Mit einem Highlight für Beatles- und John-Lennon-Fans steigt Kevin Macdonald in seine Dokumentation ein. Mit einem Ausschnitt aus dem Titel gebenden „One to One“-(Benefiz-)Konzert, das Lennon am 30. August 1972 im New Yorker Madison Square Garden zu Gunsten des „Willowbrook House“, einem Kinder- und Behindertenheim, gab. Sein einziges Solo-Konzert, auf dem er Evergreens wie „Power to the People“, „Come Together“, „Hound Dog“, „Instant Karma“, „Imagine“ und „Give Peace a Chance“ zum Besten gab. Erst 1986 – sechs Jahre nachdem er vor dem Dakota Building erschossen worden war – wurde der Gig als Tonträger und Video veröffentlicht, bei jedem Sammler, jedem Fan, steht „Live in New York City“ im Regal.

Ein Musikfilm. Zudem ein Porträt über Lennon und seine Frau – „John & Yoko“ lautet der zweite Teil des Titels. Auf wenige Monate konzentriert sich die „Handlung“. Primär auf die Zeit vom November 1971 bis zum Februar 1973, in der das Künstlerpaar ein Zwei-Zimmer-Appartement in Greenwich Village bewohnte. Der Filmemacher, Oscar-prämiert für „Ein Tag im September“, Nachzeichnung des Münchner Olympia-Attentats von 1972, und Co-Regisseur/Cutter Sam Rice-Edwards haben die Wohnung nachbauen lassen. Detailgetreu. Gitarren und andere Musikinstrumente, Notizbücher und Zeitungen, übervolle Aschenbecher, ein Bett mitten im Raum und davor ein Röhrenfernseher.

Ein Mosaik, zusammengesetzt aus kleinen (Film-)Schnipseln

Unzählige Stunden haben die Lennons laut Texttafel davor verbracht, wie der Musiker in einem seiner TV-Interviews bestätigt.
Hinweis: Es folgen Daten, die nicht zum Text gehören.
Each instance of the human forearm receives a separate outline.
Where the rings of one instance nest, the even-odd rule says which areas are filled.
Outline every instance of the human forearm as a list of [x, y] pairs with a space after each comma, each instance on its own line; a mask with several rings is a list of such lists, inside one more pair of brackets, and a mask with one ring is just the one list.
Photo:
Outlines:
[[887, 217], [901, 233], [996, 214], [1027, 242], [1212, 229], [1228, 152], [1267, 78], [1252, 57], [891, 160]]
Der Bildschirm als Fenster zur Welt. Als Spiegel damaliger Ereignisse. Hippies, der Watergate-Skandal, der Attica-Gefängnisaufstand, der Einsatz des giftigen Entlaubungsmittels Agent Orange in Vietnam. Der Nachhall des Kent-State-Massakers, bei dem vier Studenten von der Nationalgarde erschossen wurden. Präsident Richard Nixon, „Tricky Dickie“, der (erfolgreich) um seine Wiederwahl wirbt. Der Aktivist A.J. Weberman, der Bob Dylans Mülltonne durchwühlt, um nachzuweisen, dass die Folk-Legende inzwischen Teil des Establishments ist…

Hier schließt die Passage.